Over the last two decades, perfluoroalkyl and polyfluoroalkyl substances (PFASs) have emerged as one of the most critical and widespread environmental challenges of the modern era [1,2]. This group of over 10,000 synthetic compounds is defined by a unique chemical structure dominated by the carbon–fluorine (C–F) bond, which is one of the shortest and most energetically stable bonds in organic chemistry, and provides these molecules with exceptional resistance to thermal, chemical, and biological degradation. This persistence, combined with their amphiphilic nature—the ability to repel both water and fats—has led to their extensive industrial application, ranging from aqueous film-forming foams and textiles to food packaging and cosmetics.

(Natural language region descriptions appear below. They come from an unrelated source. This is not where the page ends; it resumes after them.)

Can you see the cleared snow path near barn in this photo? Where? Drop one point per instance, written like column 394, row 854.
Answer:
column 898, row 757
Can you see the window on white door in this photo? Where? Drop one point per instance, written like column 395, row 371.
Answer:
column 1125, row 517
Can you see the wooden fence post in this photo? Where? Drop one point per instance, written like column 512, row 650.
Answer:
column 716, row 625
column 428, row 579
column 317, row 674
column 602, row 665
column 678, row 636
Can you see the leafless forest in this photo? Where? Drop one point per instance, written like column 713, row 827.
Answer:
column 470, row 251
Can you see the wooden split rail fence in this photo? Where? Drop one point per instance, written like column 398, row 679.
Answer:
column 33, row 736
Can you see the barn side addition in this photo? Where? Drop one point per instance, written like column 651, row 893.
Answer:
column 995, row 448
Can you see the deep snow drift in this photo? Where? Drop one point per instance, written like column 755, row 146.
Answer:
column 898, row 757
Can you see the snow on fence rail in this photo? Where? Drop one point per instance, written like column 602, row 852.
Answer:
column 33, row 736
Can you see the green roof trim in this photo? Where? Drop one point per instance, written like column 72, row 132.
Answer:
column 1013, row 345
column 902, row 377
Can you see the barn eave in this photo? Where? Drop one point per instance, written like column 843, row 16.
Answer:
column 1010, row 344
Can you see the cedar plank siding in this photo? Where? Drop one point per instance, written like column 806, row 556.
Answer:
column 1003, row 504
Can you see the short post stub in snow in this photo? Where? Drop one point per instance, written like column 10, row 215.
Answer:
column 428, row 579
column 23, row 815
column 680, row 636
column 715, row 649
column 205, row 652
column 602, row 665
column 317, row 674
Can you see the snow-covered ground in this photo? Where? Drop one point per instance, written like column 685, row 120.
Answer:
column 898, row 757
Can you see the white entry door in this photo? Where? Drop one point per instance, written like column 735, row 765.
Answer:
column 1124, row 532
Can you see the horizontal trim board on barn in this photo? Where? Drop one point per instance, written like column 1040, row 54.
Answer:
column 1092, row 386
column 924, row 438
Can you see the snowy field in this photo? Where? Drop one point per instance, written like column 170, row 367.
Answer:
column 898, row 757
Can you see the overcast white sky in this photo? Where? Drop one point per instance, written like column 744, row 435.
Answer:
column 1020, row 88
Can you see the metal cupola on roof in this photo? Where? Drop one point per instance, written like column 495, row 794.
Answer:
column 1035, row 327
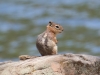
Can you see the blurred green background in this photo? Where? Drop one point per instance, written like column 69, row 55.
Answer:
column 22, row 20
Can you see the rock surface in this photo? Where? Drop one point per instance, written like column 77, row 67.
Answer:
column 67, row 64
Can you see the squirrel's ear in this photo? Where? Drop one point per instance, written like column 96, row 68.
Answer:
column 50, row 23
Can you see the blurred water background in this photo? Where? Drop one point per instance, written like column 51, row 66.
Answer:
column 22, row 20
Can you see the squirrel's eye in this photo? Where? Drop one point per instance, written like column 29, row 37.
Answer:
column 57, row 26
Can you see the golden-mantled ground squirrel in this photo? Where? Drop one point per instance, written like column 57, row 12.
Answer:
column 47, row 42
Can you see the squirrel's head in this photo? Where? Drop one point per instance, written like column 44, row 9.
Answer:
column 55, row 28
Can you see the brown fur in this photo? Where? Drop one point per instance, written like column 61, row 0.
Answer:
column 46, row 41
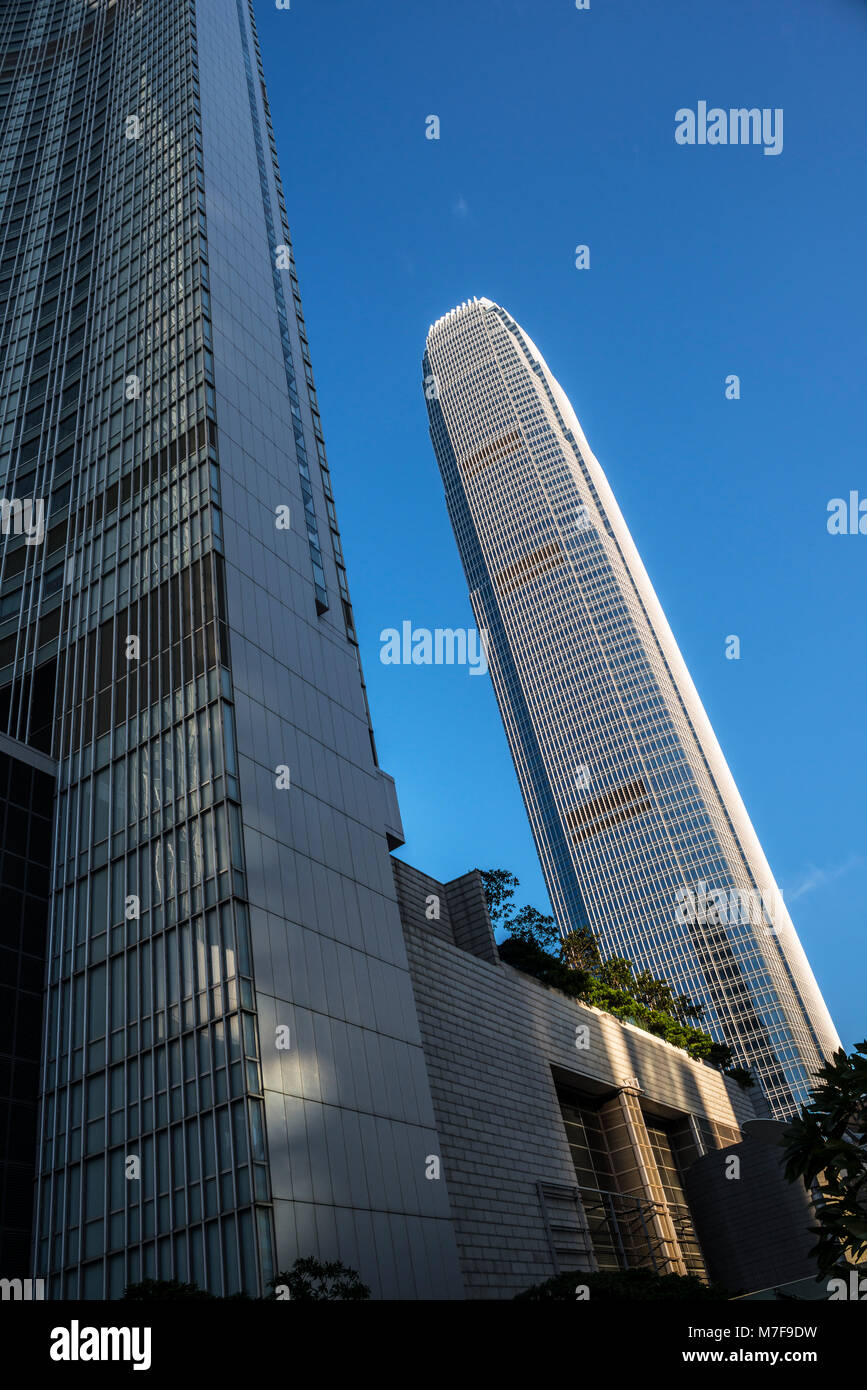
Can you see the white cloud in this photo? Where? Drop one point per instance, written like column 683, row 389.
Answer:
column 820, row 877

The degree of PFAS contamination extends far beyond the fixed borders of industrial zones [3,4,5]. Due to their high mobility in aquatic environments and capacity for long-range atmospheric transport, these substances are detected in the most remote ecosystems, including the blood of Arctic wildlife and within the global hydrological cycle. Unlike classical persistent organic pollutants, PFASs exhibit a strong tendency toward bioaccumulation by binding to blood proteins, resulting in prolonged half-lives within the human body. Toxicological studies reveal a concerning correlation between chronic PFAS exposure and severe health outcomes [6,7,8].

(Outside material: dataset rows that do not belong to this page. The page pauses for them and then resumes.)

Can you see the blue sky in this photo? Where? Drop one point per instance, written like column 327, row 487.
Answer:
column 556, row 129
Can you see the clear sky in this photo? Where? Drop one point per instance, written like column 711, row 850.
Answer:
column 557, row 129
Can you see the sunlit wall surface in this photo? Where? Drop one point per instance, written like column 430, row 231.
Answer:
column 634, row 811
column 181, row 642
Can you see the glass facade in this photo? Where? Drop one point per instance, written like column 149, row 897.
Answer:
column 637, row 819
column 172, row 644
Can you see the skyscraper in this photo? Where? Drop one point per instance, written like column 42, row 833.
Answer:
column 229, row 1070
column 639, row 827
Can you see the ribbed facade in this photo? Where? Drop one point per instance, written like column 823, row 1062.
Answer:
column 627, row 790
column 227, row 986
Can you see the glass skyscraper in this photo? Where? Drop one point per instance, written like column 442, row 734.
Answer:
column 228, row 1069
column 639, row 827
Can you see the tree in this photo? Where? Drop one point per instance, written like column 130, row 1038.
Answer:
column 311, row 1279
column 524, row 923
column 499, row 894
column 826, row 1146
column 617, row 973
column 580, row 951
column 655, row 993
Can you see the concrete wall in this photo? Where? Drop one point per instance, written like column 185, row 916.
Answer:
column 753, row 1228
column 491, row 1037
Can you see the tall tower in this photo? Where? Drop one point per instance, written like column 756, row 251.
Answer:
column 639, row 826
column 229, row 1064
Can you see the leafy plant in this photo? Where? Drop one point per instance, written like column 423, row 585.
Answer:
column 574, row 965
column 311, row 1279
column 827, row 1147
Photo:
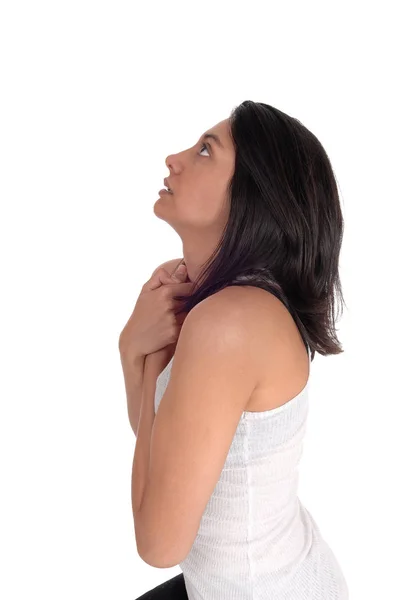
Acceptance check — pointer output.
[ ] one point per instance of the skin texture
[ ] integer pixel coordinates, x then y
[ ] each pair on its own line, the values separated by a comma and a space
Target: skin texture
237, 349
198, 208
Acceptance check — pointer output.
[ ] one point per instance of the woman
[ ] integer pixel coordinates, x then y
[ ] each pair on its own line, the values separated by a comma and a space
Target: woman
255, 203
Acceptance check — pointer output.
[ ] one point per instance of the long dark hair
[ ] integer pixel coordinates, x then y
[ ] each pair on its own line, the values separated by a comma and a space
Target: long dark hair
285, 225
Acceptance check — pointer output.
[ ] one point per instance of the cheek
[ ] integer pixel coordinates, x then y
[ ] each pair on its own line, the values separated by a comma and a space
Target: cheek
203, 206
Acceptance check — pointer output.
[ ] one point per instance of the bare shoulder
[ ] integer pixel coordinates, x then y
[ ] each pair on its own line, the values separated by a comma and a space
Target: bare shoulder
169, 265
277, 347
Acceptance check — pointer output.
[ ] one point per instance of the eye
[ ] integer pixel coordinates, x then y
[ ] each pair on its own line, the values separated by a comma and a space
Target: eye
204, 146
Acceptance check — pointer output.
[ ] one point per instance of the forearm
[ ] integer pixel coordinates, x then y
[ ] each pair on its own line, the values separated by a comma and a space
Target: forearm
133, 376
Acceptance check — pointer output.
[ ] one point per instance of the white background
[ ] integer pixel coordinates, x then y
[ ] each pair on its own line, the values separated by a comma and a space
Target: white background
94, 96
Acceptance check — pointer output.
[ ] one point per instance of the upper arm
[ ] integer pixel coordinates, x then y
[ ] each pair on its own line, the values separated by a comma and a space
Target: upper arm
213, 375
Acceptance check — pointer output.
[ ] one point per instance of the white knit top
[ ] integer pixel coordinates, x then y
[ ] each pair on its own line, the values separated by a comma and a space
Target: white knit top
256, 540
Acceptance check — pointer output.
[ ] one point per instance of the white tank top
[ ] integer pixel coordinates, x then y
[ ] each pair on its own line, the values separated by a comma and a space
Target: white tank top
256, 540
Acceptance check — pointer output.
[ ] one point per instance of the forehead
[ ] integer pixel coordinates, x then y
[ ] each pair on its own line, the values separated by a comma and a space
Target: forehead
222, 130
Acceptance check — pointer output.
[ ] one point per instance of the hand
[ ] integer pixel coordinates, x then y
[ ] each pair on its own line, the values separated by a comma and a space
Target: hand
153, 324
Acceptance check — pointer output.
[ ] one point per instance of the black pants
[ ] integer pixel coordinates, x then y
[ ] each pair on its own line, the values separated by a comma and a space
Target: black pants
173, 589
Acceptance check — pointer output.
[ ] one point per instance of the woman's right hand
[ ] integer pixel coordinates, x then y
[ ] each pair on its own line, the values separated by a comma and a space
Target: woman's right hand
153, 324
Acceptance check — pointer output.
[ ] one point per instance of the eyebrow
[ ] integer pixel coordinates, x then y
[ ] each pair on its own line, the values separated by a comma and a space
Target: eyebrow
214, 137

The World Health Organization (WHO) and the International Agency for Research on Cancer (IARC) have recently classified perfluorooctanoic acid (PFOA) as a well-known human carcinogen (Group 1), highlighting risks such as immunosuppression, endocrine disruption, and reproductive abnormalities. PFOA is classified as a persistent organic pollutant due to its exceptional stability; it does not degrade in the environment and bioaccumulates within living organisms. Its molecular formula is C7F15COOH, with a molecular weight of 414.07 g/mol [7,8,9,10,11,12]. The perfluorinated “tail” (C7F15) consists of seven carbon atoms where all hydrogen atoms have been substituted with fluorine. The C–F bond is one of the shortest and most energetically robust bonds in organic chemistry. Due to their atomic radius and high electronegativity, the fluorine atoms create a dense “electron shell” around the carbon skeleton, rendering it inert to chemical and biological degradation. The carboxylic “head” (–COOH/–COO–) provides the molecule’s hydrophilicity and is responsible for its negative charge at neutral pH (Figure 1).
Figure 1. Structural formula of perfluorooctanoic acid [7].

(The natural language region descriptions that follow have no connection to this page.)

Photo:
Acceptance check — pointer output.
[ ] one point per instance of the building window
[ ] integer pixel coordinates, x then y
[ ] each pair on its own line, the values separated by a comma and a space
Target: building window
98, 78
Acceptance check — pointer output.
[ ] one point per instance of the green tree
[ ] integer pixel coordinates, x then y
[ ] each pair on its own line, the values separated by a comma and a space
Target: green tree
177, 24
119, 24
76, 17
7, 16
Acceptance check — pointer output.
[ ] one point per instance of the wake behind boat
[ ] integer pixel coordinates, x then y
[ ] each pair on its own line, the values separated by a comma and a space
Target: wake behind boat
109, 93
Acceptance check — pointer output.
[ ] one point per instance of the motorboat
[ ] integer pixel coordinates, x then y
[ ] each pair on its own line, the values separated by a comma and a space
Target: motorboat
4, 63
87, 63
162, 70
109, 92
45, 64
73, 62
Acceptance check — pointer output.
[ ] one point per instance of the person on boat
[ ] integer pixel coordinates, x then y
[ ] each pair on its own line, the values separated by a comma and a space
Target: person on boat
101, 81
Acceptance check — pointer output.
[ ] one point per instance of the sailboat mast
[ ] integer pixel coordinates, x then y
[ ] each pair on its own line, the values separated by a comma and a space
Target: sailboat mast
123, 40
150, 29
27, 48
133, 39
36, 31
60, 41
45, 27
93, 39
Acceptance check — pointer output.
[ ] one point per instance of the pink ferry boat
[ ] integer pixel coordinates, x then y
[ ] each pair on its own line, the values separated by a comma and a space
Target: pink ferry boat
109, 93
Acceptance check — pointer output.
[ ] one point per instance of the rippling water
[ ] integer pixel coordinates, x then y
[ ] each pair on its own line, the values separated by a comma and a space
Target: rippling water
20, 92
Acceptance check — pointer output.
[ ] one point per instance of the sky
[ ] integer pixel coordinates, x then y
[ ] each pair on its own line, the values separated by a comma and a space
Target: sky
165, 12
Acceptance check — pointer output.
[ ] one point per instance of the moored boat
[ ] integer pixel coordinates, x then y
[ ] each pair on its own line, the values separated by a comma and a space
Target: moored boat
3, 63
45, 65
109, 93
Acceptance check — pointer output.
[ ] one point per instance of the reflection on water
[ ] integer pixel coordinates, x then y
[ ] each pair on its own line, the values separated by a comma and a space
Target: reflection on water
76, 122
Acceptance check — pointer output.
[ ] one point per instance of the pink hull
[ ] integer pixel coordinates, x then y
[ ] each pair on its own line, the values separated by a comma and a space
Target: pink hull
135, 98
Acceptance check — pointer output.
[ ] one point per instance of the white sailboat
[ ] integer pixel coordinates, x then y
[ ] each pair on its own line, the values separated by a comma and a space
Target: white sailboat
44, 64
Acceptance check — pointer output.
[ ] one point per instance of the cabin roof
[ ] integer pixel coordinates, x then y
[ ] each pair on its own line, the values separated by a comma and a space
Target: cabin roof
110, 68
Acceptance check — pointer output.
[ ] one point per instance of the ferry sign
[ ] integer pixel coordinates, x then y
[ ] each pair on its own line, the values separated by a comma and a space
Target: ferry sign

The molecule exhibits an elongated, rod-like morphology. Its length varies between 1.2 and 1.6 nm, while its width ranges from 0.5 to 0.6 nm. Due to the significant atomic volume of the fluorine atoms, the carbon chain often adopts a slightly helical configuration to minimize steric hindrance. In this case, the colorimetric content determination in aqueous solutions by UV/VIS spectroscopy is suitable [13]. This growing body of evidence regarding toxicity has prompted a significant change in global regulatory frameworks, including the implementation of strict drinking water limits in both the European Union and the United States [6,10,11,12].
In its recent updates, the WHO introduced provisional reference values, establishing a threshold of 0.1 µg/L individually for the two most extensively studied representatives—PFOA and PFOS. In comparison, a limit of 0.5 µg/L was set for the total concentration of all identified PFAS compounds in drinking water. These values reflect the organization’s effort to balance toxicological risks with the technological feasibility of global monitoring [12].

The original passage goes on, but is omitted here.